# Any condo/apartment dwellers here?



## kweenshaker (Mar 11, 2006)

I'm thinking of eventually upgrading my smaller aquarium to something bigger over the next couple of months. The thing is, I'm going to buy a condo within the next year (waiting for the market to slow down a bit lol) and this may be a stupid question, but can a big (like 120 gallon) tank be safely supported even in a highrise? I'm assuming that it's all steel and concrete and it should be ok, but I thought I'd try to get some opinions before finding myself in a $47398247982374 lawsuit in a year's time!!


----------



## Suzanne (Mar 11, 2006)

*condos*

I certainly hope so - we're moving our 110 gallon into our new
condo in the spring - just check the condo docs before you buy
- I would also suggest upgrading your condo insurance policy 
- personally we picked a lower floor in the building for personal reasons
but also if there's a water problem it won't affect many units below us


----------



## Pablo (Mar 27, 2006)

Just put the aquarium with its back to a steel vertical beem if possible to limit diagonal shearing force between the horizontal and vertical beams. there should be one every 8-10 feet or so.. Some are more obvious than others... And do find out which direction the I-beams that carry the floor run and place it perpendicular to those, so that four beams are supporting it instead of a larger part of just one beam.
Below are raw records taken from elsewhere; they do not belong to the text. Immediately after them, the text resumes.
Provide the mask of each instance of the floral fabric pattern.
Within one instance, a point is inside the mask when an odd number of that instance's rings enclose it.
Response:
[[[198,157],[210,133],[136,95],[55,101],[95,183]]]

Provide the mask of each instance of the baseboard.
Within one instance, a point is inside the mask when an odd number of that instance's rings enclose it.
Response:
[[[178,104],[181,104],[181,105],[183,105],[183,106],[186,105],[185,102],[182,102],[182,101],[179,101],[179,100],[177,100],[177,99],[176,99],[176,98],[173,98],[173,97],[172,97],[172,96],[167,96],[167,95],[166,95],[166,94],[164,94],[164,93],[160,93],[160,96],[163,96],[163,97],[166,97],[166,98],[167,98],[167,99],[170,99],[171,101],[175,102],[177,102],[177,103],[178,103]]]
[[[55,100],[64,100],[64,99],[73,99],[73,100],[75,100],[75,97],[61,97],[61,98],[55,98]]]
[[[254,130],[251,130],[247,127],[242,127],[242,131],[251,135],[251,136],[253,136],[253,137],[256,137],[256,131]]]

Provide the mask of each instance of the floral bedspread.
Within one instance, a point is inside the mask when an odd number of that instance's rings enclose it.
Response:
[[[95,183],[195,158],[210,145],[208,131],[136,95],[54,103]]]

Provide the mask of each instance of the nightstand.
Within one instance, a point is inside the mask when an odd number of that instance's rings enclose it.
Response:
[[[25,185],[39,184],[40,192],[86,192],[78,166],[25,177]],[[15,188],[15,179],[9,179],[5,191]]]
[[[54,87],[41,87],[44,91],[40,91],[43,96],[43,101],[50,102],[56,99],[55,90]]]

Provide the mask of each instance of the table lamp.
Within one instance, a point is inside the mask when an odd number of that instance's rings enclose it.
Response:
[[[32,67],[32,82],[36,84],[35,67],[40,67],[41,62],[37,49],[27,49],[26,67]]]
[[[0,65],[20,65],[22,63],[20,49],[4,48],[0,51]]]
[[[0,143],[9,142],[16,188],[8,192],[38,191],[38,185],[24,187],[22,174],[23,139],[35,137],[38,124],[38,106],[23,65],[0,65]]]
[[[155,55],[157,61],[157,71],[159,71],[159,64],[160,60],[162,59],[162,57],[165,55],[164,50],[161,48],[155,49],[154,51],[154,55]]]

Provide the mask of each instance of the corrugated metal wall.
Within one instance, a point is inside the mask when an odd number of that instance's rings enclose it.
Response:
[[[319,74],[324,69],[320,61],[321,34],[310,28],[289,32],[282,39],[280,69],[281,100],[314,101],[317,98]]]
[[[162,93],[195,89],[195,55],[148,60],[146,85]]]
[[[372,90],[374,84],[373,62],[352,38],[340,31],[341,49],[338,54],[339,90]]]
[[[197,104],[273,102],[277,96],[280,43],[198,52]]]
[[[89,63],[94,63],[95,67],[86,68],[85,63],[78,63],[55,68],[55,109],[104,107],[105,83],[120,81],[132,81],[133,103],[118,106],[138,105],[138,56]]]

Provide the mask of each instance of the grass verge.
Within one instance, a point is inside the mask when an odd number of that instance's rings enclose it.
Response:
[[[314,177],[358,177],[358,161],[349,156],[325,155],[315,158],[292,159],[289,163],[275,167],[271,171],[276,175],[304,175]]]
Steel is strong but its nice to be safe.


----------



## holocron (Mar 12, 2006)

I live in a condo with a 50g tank and there are 0 issues. I would check the condo guidelines just incase there are restricitons on aquariums.


----------



## kweenshaker (Mar 11, 2006)

That's pretty much what I thought...thanks 

Suzanne, good luck with your tank and move and lets hope that there are no water problems!!


----------



## wtac (Mar 17, 2006)

Definitely upgrade your insurance. I know someone that had a seam failure from a 75gal SW bowfront. Though 1/2 the water was lost, the damage was over 4 units. IIRC, one of the units had quite the home entertainment system.


----------



## kweenshaker (Mar 11, 2006)

omg!! that would be awful!!


----------



## Pablo (Mar 27, 2006)

kweenshaker said:


> omg!! that would be awful!!


If someone caused a leak that damaged my stereo... I'd cause a leak in them...


----------